|Lim Dong-hyek. (Credia)|
Lim Dong-hyek was called a “prodigy pianist” in his teen years, an “idol star in classical music” and a “Chopin specialist” in his 20s. He wouldn’t have chosen any of these labels, if he’d had a choice.
Now turning 30, Lim wants to show his true colors as a pianist, nothing more and nothing less.
“People tend to think of me as a poser who boasts flamboyant techniques and transcription skills, but I am not,” he said in a telephone interview Tuesday from New York.
“I like to play pieces that are expressive and emotionally deep ― a byproduct of studying 10 years in Russia. But technique is not what I am into,” he said.
With a boyish look and slender physique on top of an impressive tally of international accolades, the pianist has been hailed here as an icon of classical music. He has the cult following of a rock star, too.
But Lim has mixed feelings about his early success. He often feels that his image speaks louder than his piano playing.

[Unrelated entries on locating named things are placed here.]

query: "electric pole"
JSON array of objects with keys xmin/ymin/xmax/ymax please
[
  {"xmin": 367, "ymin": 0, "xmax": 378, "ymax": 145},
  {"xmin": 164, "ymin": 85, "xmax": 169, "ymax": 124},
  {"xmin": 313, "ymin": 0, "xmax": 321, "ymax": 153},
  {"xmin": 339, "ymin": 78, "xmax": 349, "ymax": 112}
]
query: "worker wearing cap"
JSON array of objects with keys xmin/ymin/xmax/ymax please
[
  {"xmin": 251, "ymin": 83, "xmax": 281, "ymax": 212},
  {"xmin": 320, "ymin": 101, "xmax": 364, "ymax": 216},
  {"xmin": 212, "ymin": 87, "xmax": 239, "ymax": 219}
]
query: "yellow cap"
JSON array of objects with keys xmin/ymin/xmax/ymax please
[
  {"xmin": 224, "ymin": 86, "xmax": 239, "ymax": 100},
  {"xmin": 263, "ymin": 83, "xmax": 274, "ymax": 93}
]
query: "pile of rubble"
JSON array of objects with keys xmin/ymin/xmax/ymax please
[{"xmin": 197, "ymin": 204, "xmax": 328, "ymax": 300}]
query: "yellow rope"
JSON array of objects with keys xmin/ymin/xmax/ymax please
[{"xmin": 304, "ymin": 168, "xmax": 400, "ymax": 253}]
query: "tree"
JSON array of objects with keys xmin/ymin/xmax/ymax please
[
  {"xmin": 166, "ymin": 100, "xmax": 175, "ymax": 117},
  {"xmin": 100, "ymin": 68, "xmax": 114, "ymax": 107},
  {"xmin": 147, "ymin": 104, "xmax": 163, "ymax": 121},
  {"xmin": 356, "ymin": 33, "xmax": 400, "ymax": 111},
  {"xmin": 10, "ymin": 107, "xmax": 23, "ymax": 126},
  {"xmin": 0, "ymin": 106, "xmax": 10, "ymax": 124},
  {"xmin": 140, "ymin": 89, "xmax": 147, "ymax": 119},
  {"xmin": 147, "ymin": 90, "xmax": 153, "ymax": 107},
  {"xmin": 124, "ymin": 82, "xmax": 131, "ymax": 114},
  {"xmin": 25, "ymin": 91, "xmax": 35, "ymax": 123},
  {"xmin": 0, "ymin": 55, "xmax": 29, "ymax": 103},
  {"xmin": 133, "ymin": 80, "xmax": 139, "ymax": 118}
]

“It may sound too abstract, but I want to be judged by my music.”
Preparing for an upcoming recital tour of South Korea ― Lim has been playing in his home country every two years since his solo debut in 2004 ― he is toiling over the masterpieces of Beethoven and Schubert.
The program is a departure from his past repertoires, which have typically featured romantic and exuberant works by composers such as Chopin, Prokofiev and Ravel.
“I feel a growing urge these days to test myself,” he explained. “It’s about finding a balance and becoming an all-around player.”
Beethoven, in particular, is a challenge.
“If I spend, let’s say, 200 hours practicing Schubert to reach the level I am satisfied with for the stage, Beethoven is, for me, a 2,000-hour effort,” he said.
It is not because Beethoven is particularly difficult for him to play, but because of the stage fright he constantly struggles with.
“I fear that I might just mess up on stage” the great pieces which should be played in a more restrained and cogent way. He has a very strict standard when it comes to playing Beethoven, he added.
“But I can’t go on playing only what I am good at.”
Trying a new repertoire and building his capacity as a pianist is going to be a long journey ― challenging but rewarding. “I don’t know whether it will take 10 years or 20 years. But I will always try, always question myself along the way,” he said.
In the upcoming recital, Lim will present a full program that includes Debussy’s “Claire de Lune” from the “Suite Bergamasque”; Bach’s Toccata, Adagio and Fugue in C Major, BWV 564; Beethoven’s Piano Sonata No. 4 (“Moonlight”); and Schubert’s Piano Sonata No. 20 in A major, D. 959.
He will perform in Jeonju on Feb. 11; Nowon on Feb. 14; Yangsan on Feb. 15; Seoul on Feb. 18; Gwacheon on Feb. 20; Gimhae on Feb. 21; Chuncheon on Feb. 22 and Gwangju on Feb. 23.